As described above, according to the present invention, frequency hopping is performed in a wide band by arranging the uplink hopping frequency and the downlink hopping frequency in a mixed manner in the same frequency band. As a result, the frequency diversity effect can be realized even with respect to the frequency selective fading that affects the frequency range of the wide band, and the communication with high reliability can be performed.

[Brief description of drawings]

FIG. 1 is a diagram illustrating a code division multiple access communication method according to an embodiment of the present invention.

FIG. 2 is a block diagram showing a configuration of a mobile communication system to which the code division multiple access communication method of the embodiment shown in FIG. 1 is applied.
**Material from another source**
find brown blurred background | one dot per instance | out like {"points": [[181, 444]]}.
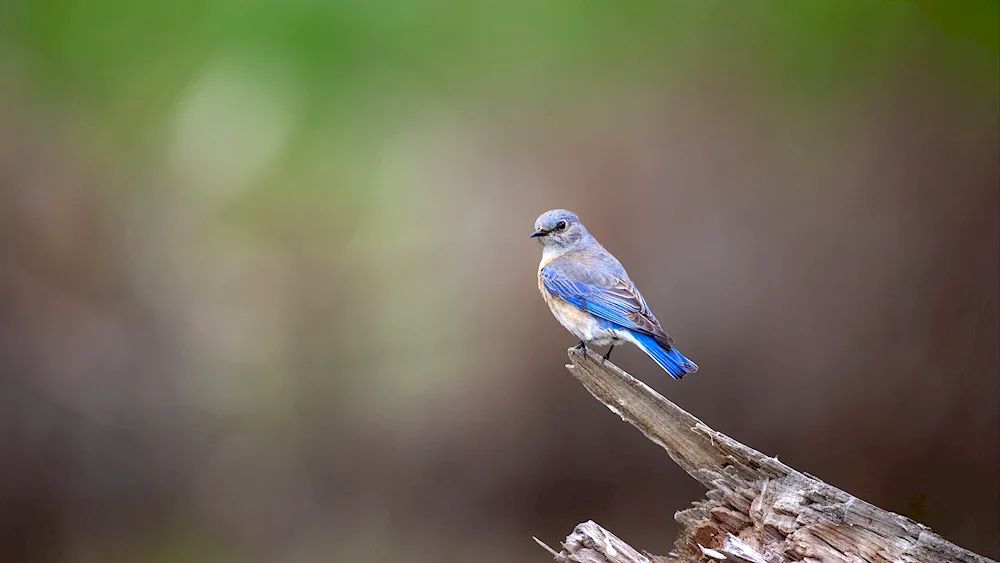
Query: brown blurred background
{"points": [[267, 292]]}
FIG. 3 is a time chart of a hopping sequence in the embodiment shown in FIG.
It is a frequency matrix.

FIG. 4 is a time-frequency matrix of hopping sequences in a conventional code division multiple access communication method.

[Explanation of symbols]

1 base station 2,2 _{1 to} 2 _N mobile station 3,4 time / frequency matrix 5,10 ₁ to 10 _N information modulator / demodulator 6,8 ₁ to 8 _N spreading modulator / demodulator 7,9 _{1 to} 9 _N hopping sequence 11, 12 _{1 to} 12 _N antenna 15 wireless line f _{0 to} f ₇ hopping frequency t _{0 to} t ₄ chip

Claims (2)

[Claims] 1. A code division multiple access communication method in which a base station and a plurality of mobile stations communicate by spread spectrum modulation, wherein a frequency hopping method is used as a spread spectrum modulation method, and an uplink is used in the same frequency band. A code division multiple access communication method, wherein the hopping frequency used and the hopping frequency used in the downlink are mixed and multiplexed. 2. The code division multiple access communication method according to claim 1, wherein the hopping frequency used in the uplink and the hopping frequency used in the downlink alternately appear in the frequency band.